SOURCE: Lexaria Bioscience Corp.

KELOWNA, BC / December 16, 2021 / Lexaria Bioscience Corp. (NASDAQ:LEXX)(NASDAQ:LEXXW) (the "Company" or "Lexaria"), a global innovator in drug delivery platforms announces that it has entered into an advertising and media agreement (the "Contract") for media buys and digital marketing with SRAX, Inc. ("SRAX").

"Lexaria is pleased to be working with SRAX to inform and engage a broad investor community in this significant, year-long media outreach campaign," said Chris Bunka, CEO of Lexaria Bioscience. "Lexaria has made tremendous progress during 2021 and we expect even more significant advancement in 2022 and are pursuing the broadest possible investor involvement to ensure that Lexaria's achievements are communicated to all investors."

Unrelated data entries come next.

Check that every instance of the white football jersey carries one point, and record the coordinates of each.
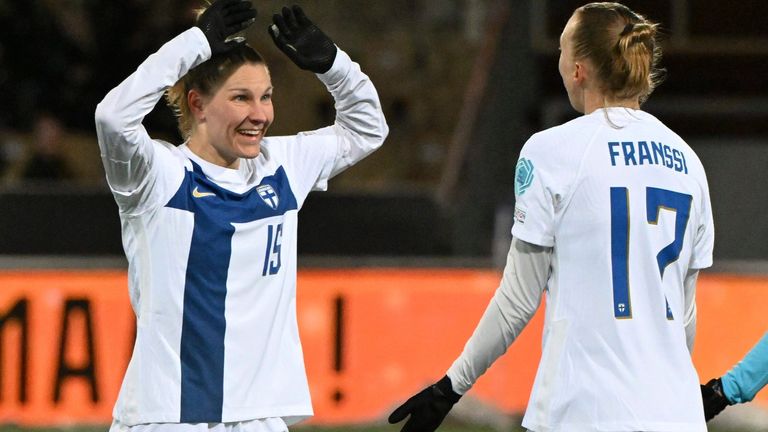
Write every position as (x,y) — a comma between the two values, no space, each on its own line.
(624,203)
(212,250)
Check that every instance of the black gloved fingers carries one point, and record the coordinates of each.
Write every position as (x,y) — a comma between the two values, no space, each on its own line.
(290,19)
(402,411)
(241,21)
(282,28)
(234,6)
(301,18)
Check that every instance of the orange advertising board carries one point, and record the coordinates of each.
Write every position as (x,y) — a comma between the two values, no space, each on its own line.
(371,338)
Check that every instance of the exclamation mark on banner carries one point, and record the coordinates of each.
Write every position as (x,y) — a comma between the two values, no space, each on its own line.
(338,348)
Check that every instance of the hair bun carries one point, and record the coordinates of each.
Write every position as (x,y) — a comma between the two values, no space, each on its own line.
(627,29)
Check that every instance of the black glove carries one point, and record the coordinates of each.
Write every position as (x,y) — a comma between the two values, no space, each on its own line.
(224,18)
(301,40)
(427,408)
(714,398)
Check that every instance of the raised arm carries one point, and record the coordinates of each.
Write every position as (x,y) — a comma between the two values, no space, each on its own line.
(126,148)
(360,124)
(127,151)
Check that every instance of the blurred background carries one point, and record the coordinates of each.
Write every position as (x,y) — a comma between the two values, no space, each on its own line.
(463,84)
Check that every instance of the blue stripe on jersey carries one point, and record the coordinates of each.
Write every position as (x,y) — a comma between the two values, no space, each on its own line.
(205,290)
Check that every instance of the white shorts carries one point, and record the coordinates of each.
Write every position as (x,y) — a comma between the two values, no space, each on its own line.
(272,424)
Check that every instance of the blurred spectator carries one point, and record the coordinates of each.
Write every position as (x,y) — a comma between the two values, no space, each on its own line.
(47,160)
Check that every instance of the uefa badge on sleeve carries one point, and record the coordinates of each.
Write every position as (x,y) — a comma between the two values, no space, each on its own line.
(523,176)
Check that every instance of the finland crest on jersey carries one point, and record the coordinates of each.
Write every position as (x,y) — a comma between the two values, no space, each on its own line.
(268,195)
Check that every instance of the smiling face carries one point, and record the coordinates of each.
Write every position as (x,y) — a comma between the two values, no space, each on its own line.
(231,123)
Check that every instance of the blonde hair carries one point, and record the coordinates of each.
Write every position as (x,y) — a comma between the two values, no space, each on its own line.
(206,78)
(623,47)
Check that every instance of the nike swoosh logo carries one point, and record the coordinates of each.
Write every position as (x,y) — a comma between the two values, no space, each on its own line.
(197,194)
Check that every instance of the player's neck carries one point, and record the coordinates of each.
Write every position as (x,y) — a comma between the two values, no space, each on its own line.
(594,101)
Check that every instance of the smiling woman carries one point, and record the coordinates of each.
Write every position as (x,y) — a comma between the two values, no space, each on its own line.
(224,106)
(209,226)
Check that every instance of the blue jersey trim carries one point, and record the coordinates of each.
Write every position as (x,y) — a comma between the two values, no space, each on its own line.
(204,323)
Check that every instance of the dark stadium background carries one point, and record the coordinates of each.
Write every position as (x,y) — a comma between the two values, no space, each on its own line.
(463,84)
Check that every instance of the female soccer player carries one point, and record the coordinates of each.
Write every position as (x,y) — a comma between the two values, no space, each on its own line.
(209,227)
(612,223)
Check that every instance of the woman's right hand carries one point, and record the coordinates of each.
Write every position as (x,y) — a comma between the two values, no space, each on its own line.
(224,18)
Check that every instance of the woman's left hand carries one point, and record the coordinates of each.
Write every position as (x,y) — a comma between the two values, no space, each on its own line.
(302,41)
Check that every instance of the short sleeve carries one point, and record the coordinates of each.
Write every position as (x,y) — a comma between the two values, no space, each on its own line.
(534,215)
(308,157)
(704,240)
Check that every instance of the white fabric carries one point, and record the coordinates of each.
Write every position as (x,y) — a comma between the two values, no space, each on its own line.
(171,202)
(274,424)
(597,371)
(690,308)
(601,370)
(512,306)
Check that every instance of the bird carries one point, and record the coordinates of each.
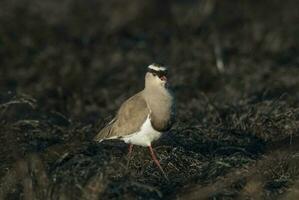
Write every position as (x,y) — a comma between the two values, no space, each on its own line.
(145,116)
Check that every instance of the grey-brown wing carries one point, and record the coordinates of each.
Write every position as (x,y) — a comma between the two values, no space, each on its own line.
(128,120)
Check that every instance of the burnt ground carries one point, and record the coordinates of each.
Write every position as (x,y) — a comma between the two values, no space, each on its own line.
(66,66)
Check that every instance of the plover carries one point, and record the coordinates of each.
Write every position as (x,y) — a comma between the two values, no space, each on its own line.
(143,118)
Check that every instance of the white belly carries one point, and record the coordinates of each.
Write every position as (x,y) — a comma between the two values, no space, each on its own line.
(145,136)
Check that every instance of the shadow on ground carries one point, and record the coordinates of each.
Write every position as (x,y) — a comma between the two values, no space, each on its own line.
(66,66)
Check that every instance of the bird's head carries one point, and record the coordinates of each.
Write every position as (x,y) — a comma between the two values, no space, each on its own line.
(156,75)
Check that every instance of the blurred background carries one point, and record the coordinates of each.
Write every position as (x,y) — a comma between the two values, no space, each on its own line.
(67,65)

Lexaria is planning for 2022 to be its busiest year ever, with major studies and events already announced that include:

• a six-week human clinical hypertension study to evaluate DehydraTECH-CBD for possible relief of hypertension;
• an industry-leading oral nicotine human study including both subjective evaluation and objective blood measurements expected to demonstrate the superiority of DehydraTECH-nicotine compared to leading industry products;
• a program of animal studies designed to evaluate DehydraTECH-CBD for seizure relief and comparison against the only existing FDA-approved CBD medication currently in use for treatment of certain seizure disorders; and
• our expectation of completing a pre-IND meeting with the FDA, and subsequently filing an IND application, for registered clinical trial testing of DehydraTECH-CBD for hypertension.

Along with those major studies Lexaria will also be conducting a number of pharmacokinetic studies designed to provide potential early-stage indications of enhancing delivery characteristics of various drugs for potential future use. In aggregate, the quantity of work to be performed demands the maximum visibility possible to the investor community and therefore should be maximized with a sustained and intelligent marketing campaign.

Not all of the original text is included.